A vector space $V$ is a set of elements, called vectors, equipped with two operations, vector addition and scalar multiplication, which satisfy the following properties:
That is all just a very formal way to say that vector spaces are sets of things that behave like vectors. Specifically, vector addition and scalar multiplication on these things work how you'd expect vector addition and scalar multiplication to work.

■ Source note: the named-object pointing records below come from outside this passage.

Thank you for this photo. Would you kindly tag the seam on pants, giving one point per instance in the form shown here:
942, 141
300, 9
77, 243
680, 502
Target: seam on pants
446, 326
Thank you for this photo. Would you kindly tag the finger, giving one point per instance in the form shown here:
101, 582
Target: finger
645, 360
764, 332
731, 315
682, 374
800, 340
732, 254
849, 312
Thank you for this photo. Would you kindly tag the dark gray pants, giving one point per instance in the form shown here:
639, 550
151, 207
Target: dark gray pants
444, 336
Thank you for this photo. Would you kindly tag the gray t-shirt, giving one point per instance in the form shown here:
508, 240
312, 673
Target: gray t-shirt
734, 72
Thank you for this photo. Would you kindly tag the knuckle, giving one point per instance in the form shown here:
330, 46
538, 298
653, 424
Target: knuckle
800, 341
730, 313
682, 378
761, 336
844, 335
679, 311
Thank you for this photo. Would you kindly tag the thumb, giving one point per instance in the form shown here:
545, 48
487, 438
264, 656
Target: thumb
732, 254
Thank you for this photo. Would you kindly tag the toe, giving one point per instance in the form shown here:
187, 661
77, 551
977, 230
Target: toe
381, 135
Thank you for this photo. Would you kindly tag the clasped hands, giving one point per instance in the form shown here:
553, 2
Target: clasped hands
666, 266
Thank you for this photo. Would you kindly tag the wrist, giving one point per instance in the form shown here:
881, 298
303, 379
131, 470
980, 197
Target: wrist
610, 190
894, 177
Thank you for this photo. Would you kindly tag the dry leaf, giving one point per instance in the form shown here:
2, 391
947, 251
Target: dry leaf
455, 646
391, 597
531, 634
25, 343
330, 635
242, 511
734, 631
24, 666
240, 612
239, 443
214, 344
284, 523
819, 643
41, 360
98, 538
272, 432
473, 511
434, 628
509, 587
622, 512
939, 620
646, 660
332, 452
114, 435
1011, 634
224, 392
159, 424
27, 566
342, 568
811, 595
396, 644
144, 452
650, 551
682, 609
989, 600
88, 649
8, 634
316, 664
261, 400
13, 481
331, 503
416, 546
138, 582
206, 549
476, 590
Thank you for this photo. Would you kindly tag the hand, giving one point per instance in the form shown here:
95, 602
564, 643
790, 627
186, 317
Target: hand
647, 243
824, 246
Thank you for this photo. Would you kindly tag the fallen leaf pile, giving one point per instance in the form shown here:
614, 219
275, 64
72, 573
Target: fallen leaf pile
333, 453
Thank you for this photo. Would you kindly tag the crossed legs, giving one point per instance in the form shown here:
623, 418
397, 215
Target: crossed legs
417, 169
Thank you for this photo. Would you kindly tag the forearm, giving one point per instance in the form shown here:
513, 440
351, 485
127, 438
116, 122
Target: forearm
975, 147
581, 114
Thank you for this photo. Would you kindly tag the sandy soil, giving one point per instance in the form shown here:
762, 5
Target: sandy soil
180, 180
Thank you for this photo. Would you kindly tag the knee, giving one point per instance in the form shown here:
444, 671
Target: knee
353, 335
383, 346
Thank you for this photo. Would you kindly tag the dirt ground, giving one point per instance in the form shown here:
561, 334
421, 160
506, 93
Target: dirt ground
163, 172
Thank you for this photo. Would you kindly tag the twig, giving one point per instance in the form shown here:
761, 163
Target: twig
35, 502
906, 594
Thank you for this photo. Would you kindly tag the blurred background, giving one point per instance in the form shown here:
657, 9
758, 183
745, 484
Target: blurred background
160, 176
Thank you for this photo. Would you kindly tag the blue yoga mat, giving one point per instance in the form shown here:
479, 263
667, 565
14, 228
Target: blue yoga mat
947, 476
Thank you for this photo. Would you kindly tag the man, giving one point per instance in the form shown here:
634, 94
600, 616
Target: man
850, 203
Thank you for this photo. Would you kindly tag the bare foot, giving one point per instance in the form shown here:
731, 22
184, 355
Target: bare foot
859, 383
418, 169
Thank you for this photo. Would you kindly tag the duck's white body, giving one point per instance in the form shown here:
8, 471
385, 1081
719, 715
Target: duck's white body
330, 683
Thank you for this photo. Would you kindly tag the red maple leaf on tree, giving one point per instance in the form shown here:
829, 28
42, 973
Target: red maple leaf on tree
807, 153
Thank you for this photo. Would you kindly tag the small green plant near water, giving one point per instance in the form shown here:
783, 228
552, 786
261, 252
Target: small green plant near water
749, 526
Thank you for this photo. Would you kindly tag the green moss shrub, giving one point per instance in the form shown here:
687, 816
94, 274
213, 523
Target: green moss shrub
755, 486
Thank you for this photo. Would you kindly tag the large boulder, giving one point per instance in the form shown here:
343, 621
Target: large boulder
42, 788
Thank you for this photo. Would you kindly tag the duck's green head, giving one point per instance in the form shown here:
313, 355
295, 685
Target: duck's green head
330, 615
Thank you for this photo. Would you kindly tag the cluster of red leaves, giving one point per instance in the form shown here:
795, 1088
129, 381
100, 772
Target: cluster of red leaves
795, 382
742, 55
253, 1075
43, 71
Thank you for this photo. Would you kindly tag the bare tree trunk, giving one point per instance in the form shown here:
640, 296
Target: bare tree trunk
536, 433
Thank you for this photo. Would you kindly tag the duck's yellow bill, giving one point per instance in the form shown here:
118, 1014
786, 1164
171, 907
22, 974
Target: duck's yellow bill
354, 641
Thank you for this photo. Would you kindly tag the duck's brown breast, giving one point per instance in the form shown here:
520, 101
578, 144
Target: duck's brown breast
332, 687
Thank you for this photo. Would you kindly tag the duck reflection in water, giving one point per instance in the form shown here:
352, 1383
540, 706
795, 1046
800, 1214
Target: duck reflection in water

| Formal definition | Name | Practical consequence |
|---|---|---|
| $\mathbf u + \mathbf v = \mathbf v + \mathbf u$ for all vectors $\mathbf u$ and $\mathbf v$ in $V$ | commutativity of vector addition | It doesn't matter which order you add two vectors together |
| $\mathbf u + (\mathbf v + \mathbf w) = (\mathbf u + \mathbf v) + \mathbf w$ for all vectors $\mathbf u, \mathbf v, \mathbf w$ in $V$ | associativity of vector addition | If you're adding three vectors, it doesn't matter which of the two you add together first |
| there is a unique zero vector $\mathbf 0$ such that $\mathbf v + \mathbf 0 = \mathbf v$ for all vectors $\mathbf v$ in $V$ | identity for vector addition | A zero vector exists and adding it to a vector gives you the same vector |
| for each vector $\mathbf v$ in $V$, there is a unique vector $-\mathbf v$ such that $\mathbf v + (- \mathbf v) = \mathbf 0$ | inverse for vector addition | Every vector has an inverse vector that you can add to it to get the zero vector |
| $1 \mathbf v = \mathbf v$ for all vectors $\mathbf v$ in $V$ | identity for scalar multiplication | 1 exists as a scalar and scalar multiplication by 1 should give you the same vector |
| $(c_1 c_2) \mathbf v = c_1 (c_2 \mathbf v)$ for all vectors $\mathbf v$ in $V$ and all scalars $c_1$ and $c_2$ | associativity of scalar multiplication | It shouldn't matter whether you combine two scalars together first before scaling a vector with it or if you do them both separately |
| $c (\mathbf u + \mathbf v) = c\mathbf u + c\mathbf v$ for all vectors $\mathbf u, \mathbf v$ in $V$ and all scalars $c$ | distributivity over vector addition | It doesn't matter whether you add two vectors together first before scaling them |
| $(c_1+c_2) \mathbf v = c_1\mathbf v + c_2 \mathbf v$ for all vectors $\mathbf v$ in $V$ and all scalars $c_1$ and $c_2$ | distributivity over scalar addition | It doesn't matter whether you add two scalars together first before scaling a vector |
As an aside, there is an important condition left out of this definition, which is that the scalars have to be from a structure called a field. A field is just a structure where addition works like we expect and multiplication works like we expect and that every element has a multiplicative inverse. In our setting, vectors in $\mathbb R^n$, always works because the real numbers $\mathbb R$ are a field, so this is never brought up in any of the texts. Where this does matter is in more abstract linear algebra with weirder structures. This is important to note because you might notice that taking, say, the integers as your scalars will actually satisfy all of the eight conditions above, but the integers can't be scalars because they're not a field—most integers do not have a multiplicative inverse.
One consequence of these rules is that it makes it impossible for us to make things that aren't vectors by using linear combinations. In other words, linear combinations should always only make vectors.